New Mexico Administrative Code
Title 8 - SOCIAL SERVICES
Chapter 370 - OVERSIGHT OF LICENSED HEALTHCARE FACILITIES AND COMMUNITY BASED WAIVER PROGRAMS
Part 12 - REQUIREMENTS FOR ACUTE CARE, LIMITED SERVICES AND SPECIAL HOSPITALS
Section 8.370.12.8 - REQUIRED LICENSURE BY THE AUTHORITY

Universal Citation: 8 NM Admin Code 8.370.12.8

Current through Register Vol. 35, No. 18, September 24, 2024

Procedures applicable after January 1, 2003: This section addresses the requirements of Section 24-1-5.8 NMSA 1978 (2003) and applies to local communities in which an acute-care hospital or a limited services hospital applies to be licensed or becomes initially licensed by the authority at any time after January 1, 2003.

A. No hospital may operate in New Mexico unless it is licensed in accordance with the requirements of the New Mexico health care authority.

B. The authority shall issue a license to an acute-care hospital or a limited services hospital that meets the requirements of this rule and agrees to:

(1) continuously maintain and operate an emergency department that provides emergency medical services as defined in Section 8.370.12.38 NMAC; and

(2) when applicable, participate in the medicare, medicaid and county indigent care programs; and

(3) require a physician owner to disclose and document in the patient's medical record a financial interest in the hospital before referring a patient to the hospital.

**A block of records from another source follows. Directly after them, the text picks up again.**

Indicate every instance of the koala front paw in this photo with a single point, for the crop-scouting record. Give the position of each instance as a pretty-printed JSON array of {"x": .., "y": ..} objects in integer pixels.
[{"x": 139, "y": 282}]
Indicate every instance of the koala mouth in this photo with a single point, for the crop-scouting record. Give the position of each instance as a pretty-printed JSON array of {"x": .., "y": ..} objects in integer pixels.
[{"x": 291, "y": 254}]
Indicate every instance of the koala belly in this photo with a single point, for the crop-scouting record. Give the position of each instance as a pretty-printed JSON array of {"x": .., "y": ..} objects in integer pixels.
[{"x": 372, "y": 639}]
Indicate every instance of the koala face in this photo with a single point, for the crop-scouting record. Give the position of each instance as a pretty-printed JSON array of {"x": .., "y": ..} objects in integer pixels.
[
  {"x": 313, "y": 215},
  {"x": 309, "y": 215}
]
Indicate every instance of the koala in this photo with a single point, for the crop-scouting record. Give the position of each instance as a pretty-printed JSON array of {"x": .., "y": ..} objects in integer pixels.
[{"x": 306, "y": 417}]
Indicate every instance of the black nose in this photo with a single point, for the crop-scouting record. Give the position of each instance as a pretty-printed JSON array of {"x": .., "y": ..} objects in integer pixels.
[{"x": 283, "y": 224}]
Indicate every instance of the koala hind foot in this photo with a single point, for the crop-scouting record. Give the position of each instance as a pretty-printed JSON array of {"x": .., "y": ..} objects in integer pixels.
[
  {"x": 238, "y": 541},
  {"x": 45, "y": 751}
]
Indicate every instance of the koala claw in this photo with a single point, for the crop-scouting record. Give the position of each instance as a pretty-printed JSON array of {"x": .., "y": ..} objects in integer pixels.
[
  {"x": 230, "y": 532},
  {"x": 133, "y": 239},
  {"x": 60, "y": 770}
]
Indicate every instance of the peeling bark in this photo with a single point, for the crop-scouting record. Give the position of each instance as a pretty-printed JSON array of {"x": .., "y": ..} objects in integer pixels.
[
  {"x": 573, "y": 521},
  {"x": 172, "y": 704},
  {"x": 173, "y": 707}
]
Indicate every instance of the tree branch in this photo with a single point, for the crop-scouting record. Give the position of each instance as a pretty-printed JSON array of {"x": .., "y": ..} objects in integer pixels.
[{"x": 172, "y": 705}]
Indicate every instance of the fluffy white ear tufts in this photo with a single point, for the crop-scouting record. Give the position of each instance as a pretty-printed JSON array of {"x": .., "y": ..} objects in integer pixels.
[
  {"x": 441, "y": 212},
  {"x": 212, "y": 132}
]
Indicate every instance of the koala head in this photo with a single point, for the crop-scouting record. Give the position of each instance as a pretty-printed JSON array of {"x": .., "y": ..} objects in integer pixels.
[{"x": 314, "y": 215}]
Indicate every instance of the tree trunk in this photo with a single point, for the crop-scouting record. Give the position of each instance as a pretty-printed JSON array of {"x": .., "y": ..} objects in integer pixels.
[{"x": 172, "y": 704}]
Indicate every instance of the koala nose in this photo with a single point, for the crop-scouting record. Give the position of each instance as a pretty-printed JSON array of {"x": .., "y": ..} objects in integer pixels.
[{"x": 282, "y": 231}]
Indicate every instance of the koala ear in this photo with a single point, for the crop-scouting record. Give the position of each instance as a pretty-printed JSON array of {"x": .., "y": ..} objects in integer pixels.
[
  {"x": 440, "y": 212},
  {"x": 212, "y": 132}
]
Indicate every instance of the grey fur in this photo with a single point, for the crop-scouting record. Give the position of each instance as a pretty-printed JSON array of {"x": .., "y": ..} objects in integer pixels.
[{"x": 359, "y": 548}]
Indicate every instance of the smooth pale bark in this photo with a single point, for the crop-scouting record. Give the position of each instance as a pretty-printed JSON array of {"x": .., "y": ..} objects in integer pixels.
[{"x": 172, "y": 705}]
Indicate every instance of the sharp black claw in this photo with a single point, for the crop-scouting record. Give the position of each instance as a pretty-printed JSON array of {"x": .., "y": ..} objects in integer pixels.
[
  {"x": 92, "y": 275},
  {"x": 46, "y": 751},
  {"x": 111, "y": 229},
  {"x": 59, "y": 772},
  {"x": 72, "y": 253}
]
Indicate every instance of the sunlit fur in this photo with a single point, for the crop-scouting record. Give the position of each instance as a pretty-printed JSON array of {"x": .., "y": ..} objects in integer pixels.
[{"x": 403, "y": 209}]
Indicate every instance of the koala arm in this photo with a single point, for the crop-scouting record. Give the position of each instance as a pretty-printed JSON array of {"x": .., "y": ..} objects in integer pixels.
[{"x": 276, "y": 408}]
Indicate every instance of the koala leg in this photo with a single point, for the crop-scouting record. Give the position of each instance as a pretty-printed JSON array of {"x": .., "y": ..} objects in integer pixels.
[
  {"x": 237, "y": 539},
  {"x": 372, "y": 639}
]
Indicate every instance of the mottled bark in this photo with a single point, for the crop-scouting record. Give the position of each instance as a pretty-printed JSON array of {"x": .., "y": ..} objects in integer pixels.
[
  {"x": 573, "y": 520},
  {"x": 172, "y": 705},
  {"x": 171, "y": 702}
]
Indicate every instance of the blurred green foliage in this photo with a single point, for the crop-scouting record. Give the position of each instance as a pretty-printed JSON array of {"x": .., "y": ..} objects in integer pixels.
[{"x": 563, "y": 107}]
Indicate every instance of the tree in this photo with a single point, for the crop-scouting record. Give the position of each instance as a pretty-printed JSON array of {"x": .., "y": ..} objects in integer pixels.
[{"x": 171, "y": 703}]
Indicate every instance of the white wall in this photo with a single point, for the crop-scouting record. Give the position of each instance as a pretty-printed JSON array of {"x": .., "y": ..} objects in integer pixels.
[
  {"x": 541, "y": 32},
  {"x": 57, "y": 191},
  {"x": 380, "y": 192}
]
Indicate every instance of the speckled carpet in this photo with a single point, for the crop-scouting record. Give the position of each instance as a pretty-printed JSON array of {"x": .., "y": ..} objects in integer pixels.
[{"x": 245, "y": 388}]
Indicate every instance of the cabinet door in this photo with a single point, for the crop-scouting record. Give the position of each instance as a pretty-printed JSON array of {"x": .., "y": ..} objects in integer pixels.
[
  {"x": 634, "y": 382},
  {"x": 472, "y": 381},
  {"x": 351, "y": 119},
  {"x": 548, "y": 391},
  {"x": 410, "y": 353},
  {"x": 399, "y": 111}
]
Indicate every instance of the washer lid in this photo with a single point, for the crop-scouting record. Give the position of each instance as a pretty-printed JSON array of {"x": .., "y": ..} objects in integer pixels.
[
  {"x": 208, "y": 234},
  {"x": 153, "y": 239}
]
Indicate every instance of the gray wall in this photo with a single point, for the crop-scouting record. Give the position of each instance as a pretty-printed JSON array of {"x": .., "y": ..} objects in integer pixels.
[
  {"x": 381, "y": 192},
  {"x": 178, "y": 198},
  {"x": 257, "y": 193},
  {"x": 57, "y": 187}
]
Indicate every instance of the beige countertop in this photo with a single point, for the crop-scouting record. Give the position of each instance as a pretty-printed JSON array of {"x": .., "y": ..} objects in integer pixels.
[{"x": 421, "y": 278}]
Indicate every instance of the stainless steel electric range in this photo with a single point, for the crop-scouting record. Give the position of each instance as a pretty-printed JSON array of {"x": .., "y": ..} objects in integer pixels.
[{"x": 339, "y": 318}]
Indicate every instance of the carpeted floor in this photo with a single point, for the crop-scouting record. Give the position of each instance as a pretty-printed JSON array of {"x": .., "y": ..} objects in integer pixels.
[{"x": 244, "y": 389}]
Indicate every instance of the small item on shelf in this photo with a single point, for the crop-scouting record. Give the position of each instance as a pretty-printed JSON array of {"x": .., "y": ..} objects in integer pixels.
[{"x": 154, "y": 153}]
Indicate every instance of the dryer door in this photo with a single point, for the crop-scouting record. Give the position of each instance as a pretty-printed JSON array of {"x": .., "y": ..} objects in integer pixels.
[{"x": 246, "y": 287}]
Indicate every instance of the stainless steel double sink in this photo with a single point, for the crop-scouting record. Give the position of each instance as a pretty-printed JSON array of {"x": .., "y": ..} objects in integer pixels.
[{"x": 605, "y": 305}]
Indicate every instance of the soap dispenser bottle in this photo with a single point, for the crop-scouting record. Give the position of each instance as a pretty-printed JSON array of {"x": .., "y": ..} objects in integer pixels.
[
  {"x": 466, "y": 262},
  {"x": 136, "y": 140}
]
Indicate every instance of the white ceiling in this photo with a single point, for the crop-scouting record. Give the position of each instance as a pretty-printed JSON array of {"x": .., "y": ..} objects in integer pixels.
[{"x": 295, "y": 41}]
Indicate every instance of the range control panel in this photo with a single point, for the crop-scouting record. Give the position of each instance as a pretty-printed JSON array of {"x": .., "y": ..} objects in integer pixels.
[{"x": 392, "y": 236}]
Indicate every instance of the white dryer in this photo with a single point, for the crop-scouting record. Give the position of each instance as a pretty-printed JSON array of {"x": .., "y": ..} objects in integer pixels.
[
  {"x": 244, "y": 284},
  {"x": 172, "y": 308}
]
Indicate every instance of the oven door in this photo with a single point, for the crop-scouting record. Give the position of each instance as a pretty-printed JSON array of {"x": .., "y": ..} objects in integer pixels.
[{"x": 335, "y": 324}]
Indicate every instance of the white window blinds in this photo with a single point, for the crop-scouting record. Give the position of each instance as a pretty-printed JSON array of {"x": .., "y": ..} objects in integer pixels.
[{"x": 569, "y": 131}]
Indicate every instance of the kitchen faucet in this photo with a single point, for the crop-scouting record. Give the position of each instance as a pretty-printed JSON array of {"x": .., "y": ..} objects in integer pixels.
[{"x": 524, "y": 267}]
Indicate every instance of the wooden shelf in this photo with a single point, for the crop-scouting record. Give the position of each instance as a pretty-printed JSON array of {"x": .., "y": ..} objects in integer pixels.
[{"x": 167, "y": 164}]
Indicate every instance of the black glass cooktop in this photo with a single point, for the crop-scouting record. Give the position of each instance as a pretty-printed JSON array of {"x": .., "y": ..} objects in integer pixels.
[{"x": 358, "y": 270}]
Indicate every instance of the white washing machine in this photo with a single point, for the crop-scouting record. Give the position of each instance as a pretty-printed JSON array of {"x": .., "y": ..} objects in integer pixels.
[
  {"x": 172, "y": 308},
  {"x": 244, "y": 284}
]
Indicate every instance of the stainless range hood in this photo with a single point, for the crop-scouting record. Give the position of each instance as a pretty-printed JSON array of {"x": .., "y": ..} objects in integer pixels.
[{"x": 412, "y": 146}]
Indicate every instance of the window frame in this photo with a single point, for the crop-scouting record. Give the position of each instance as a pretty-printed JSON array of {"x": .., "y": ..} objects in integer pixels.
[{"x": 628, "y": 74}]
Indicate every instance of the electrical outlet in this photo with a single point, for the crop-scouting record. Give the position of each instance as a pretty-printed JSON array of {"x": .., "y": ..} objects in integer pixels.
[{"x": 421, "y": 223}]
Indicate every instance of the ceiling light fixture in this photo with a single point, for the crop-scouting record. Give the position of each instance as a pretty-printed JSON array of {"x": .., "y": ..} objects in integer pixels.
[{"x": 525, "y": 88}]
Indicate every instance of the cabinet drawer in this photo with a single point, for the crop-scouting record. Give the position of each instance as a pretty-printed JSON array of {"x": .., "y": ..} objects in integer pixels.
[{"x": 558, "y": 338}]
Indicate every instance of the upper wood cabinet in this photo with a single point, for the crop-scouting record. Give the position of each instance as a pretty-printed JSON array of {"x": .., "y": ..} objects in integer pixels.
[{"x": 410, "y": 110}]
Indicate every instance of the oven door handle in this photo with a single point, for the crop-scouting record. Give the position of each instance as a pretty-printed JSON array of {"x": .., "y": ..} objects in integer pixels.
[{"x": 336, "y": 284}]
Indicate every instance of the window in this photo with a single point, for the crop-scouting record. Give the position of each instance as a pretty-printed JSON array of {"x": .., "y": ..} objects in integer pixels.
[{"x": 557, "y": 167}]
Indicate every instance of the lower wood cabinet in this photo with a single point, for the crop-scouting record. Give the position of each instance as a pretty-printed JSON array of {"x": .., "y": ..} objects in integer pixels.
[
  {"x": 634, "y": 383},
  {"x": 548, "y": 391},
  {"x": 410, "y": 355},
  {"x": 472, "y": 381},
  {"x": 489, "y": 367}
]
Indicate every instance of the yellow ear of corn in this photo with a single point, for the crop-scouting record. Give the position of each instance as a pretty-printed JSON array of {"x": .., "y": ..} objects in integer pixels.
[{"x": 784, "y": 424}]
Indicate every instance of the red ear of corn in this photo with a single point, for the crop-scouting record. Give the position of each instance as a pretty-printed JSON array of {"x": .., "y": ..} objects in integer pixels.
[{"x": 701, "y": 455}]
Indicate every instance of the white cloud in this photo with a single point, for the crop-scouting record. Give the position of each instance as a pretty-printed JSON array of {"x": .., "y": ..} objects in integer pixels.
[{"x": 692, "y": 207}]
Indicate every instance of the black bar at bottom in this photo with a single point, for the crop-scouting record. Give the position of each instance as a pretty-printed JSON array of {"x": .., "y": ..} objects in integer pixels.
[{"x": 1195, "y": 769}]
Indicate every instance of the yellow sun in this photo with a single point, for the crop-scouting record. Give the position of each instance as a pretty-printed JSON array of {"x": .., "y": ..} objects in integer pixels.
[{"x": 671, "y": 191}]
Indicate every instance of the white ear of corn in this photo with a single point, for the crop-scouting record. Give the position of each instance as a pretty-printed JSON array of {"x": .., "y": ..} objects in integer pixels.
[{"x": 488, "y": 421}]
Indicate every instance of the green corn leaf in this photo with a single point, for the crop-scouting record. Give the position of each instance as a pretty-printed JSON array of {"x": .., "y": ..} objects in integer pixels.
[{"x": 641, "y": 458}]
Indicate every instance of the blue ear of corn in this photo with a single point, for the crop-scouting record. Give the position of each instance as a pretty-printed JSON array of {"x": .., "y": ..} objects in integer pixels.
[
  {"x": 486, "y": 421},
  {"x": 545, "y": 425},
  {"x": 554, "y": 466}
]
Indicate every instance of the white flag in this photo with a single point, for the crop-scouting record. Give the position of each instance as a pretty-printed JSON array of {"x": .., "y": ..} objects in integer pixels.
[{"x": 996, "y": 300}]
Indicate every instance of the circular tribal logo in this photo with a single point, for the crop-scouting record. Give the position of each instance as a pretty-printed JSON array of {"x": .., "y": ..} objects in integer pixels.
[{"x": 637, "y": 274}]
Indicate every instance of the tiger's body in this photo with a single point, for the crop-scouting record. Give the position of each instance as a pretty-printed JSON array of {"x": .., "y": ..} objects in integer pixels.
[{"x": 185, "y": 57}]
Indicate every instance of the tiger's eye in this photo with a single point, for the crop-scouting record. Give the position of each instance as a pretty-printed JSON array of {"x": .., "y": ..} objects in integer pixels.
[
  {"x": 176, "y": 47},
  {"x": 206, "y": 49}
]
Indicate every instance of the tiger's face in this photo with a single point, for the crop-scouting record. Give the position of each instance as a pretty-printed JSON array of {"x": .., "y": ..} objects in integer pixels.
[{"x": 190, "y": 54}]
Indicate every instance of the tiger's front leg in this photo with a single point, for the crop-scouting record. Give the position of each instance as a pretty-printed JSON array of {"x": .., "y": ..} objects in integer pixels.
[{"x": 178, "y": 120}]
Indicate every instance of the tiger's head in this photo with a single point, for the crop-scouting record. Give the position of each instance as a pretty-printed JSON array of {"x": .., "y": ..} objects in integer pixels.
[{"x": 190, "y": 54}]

C. Comply with the same quality standards applied to other hospitals.

D. Provide emergency services and general health care to a number of nonpaying patients and low-income reimbursed patients in the same proportion as the patients that are treated in acute-care hospitals in the local community, as determined by the authority provided that the annual cost of the care required to be provided pursuant to paragraph (5) shall not exceed an amount equal to five percent of the hospital's annual net revenue for the previous fiscal year from audited financial statements.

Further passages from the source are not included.